Closed baweaver closed 2 years ago
This is my current idea for a minimal fix, but need to test it against a few prod systems over the next few days to see if that's correct. Gist of the idea is to introduce a cursor to prevent re-reading chunks. String#index
takes an offset to start scanning from, which is very useful for this.
This was brought to our attention recently via a support request. I believe your description is accurate, and I understand it now better than I did the original report. I'm not sure I understand this part, though:
Current experimentation I've been working on has been to prevent full reads of a partial buffer, but I believe this reflects more on the entirety of flag data being sent in a single message.
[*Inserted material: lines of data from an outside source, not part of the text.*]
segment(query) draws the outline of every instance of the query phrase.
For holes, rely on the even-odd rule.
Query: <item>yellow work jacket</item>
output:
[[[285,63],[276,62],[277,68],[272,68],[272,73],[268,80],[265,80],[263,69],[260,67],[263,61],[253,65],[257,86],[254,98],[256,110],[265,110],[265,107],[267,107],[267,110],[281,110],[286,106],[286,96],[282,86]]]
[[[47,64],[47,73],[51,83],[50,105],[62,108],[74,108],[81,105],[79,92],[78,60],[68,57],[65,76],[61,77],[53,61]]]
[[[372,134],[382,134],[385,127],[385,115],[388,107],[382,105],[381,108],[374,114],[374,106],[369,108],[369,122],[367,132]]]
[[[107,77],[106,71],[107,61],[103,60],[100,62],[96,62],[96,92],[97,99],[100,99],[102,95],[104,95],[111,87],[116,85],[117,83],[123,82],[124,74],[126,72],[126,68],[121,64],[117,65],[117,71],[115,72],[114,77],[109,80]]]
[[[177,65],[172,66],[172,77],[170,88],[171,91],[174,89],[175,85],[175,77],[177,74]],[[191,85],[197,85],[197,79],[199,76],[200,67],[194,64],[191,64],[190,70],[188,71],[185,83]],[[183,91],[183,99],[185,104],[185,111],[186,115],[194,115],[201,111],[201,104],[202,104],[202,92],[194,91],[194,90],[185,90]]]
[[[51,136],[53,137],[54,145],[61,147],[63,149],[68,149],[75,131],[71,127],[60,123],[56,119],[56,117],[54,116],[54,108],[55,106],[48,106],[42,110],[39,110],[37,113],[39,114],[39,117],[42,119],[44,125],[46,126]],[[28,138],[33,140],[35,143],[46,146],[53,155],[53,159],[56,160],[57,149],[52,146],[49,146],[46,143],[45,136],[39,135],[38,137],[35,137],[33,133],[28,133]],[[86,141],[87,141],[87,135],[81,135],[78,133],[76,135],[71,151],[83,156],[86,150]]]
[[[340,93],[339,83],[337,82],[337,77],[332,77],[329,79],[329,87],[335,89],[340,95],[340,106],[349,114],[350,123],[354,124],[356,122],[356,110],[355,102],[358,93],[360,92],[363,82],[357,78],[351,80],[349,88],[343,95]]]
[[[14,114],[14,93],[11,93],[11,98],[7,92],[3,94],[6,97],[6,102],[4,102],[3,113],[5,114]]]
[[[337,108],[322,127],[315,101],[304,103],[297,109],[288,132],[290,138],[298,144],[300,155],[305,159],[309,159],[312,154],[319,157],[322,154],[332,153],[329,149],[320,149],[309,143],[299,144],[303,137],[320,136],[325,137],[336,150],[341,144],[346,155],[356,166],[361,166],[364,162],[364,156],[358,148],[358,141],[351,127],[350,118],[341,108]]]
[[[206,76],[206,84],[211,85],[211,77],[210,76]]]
If it truly is all being sent in a single response this will be a severe issue for larger clients.
By "response" do you mean a single SSE event? The stream connection normally remains open, so all downloaded data from LaunchDarkly makes up a single HTTP response. But it is true that the first SSE event sent on the stream (regardless of whether it's the Ruby SDK or another SDK) contains the full flag data. You also mentioned "large clients" which was a bit confusing, but I'm guessing that what you meant there was "large LaunchDarkly data sets".
Yeah, that was poorly worded, let me try that one again.
From observation I believe that the initial flag data provided to init
on data stores is given in a single SSE PUT
message in the form of a JSON blob, so: data: { entire_flag_payload_here }
. Because of our admittedly overkill usage of tokens our flags are approximately 150Mb of data going over the wire.
If that was a single message, non-streamed/chunked, it'd be a bit expensive to deserialize that much JSON. When the response is streamed and chunked there won't be a record break (/[\r\n]/
) until the end of the 150Mb of data. That means that the @buffer.index(/[\r\n]/)
check will be called for every chunk that's received until the end of that payload, starting from the beginning.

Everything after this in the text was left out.